Of course, it they are successful, any short-term help for the insurance exchanges will be too late for 2018 since next year's open enrollment is scheduled to end on December 15th.

Gop's Obamacare Tax Scheme Will Create An Insurance Nightmare For The Middle Class

Senate Republicans just announced that the repeal of the individual mandate (in the form of reducing the penalty tax to zero) will be in the Senate Finance Committee's version of tax reform.

The individual mandate has never been successful toward the objective of attracting people to the program. There are much better ways to do that.
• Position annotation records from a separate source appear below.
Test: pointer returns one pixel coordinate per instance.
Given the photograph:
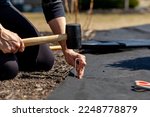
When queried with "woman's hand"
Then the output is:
(10, 42)
(72, 57)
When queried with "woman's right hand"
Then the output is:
(10, 42)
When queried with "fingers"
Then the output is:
(10, 42)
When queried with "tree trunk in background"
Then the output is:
(126, 5)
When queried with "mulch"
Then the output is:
(35, 85)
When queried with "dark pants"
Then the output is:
(35, 58)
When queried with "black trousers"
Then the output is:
(35, 58)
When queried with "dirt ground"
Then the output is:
(38, 85)
(35, 85)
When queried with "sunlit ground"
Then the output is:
(98, 21)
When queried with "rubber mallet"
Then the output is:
(72, 37)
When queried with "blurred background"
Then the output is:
(91, 14)
(34, 5)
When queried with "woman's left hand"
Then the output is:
(72, 57)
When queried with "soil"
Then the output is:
(35, 85)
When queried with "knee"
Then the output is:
(9, 70)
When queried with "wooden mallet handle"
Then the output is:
(43, 39)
But killing the mandate while simultaneously opening up the market to cheaper stripped down alternatives would combine to create unintended consequences the Republicans haven't appeared to comprehend.
Recently, President Trump encouraged his administration to craft regulations that would enable insurance companies to sell short-term medical policies with a duration of 12 months.

These short-term medical policies would not have to comply with the Obamacare benefit mandates. They could exclude people with pre-existing conditions.
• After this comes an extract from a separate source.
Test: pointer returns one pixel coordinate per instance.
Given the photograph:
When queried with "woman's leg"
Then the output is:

Today, buying one of these policies would trigger the individual mandate tax penalty because a person had not purchased qualified coverage.

But, if the individual mandate tax penalty is repealed as part of the Republican tax bill there would be no such penalty to buy one of these policies.

I could easily see the individual health insurance market bifurcated into a sick and healthy pool because of these changes:
  • The sickest taking advantage of the guarantee issue protections in the Obamacare compliant market.
  • The healthiest buying a succession of these "short-term" 12 month policies while guaranteed to be able to opt back into the Obamacare market when they got sick. In fact, I could see these "short-term" policies sold on a calendar year basis so those prohibited from renewing, because of a recently acquired condition, would be able to conveniently opt into the Obamacare guaranteed insurability market when their short-term coverage expired right in line with the annual open enrollment.
I can envision these "short-term" policies offering a fairly comprehensive medical and hospital benefit set even though they did not cover all of the mandated benefits. These policies could also be much cheaper by excluding things like pregnancy and mental health and substance abuse coverage.

I could easily see these policies costing half of what the Obamacare compliant policies cost.

So, the healthy would have the best of both worlds––cheap and even arguably attractive coverage while still being guaranteed to be able to opt into a much more comprehensive Obamacare policy every January 1st if they got sick.

It's not hard to see what would happen. We would have two risk pools:
  • The very expensive Obamacare compliant risk pool with only the very sickest left in it, and
  • The very cheap "short-term" policy risk pool with the healthiest people.
And, the unsubsidized cost for those who acquired a pre-existing condition and were forced to opt back into the Obamacare compliant market, would be simply astronomical. Remember, 40% of those in the individual health insurance market make too much to qualify for a premium subsidy.

In other words, this scheme works much better than what we have today––until you get sick. And, everyone ultimately acquires a pre-existing condition.

A health insurance system that works only while you are healthy is not a health insurance system.

Obamacare is a disaster because it only works best for the sickest and those with the lowest incomes. As a result, the healthy have disproportionately stayed away driving the costs up to unaffordable levels for those who don't get the big subsidies. And, only 40% of those who are subsidy eligible are now participating.

This Republican scheme would work best for the healthiest. It would also work well for the poor because the premium subsidy system would protect them from the even higher costs inside of Obamacare.

But the Republican scheme would be devastating for those in the unsubsidized middle class who would not be able to afford coverage once they got sick.

Ironically, the people the Republican scheme would hurt the most would be those in the middle class (the unsubsidized) that have been most vocal in calling on the Republicans to fix the system.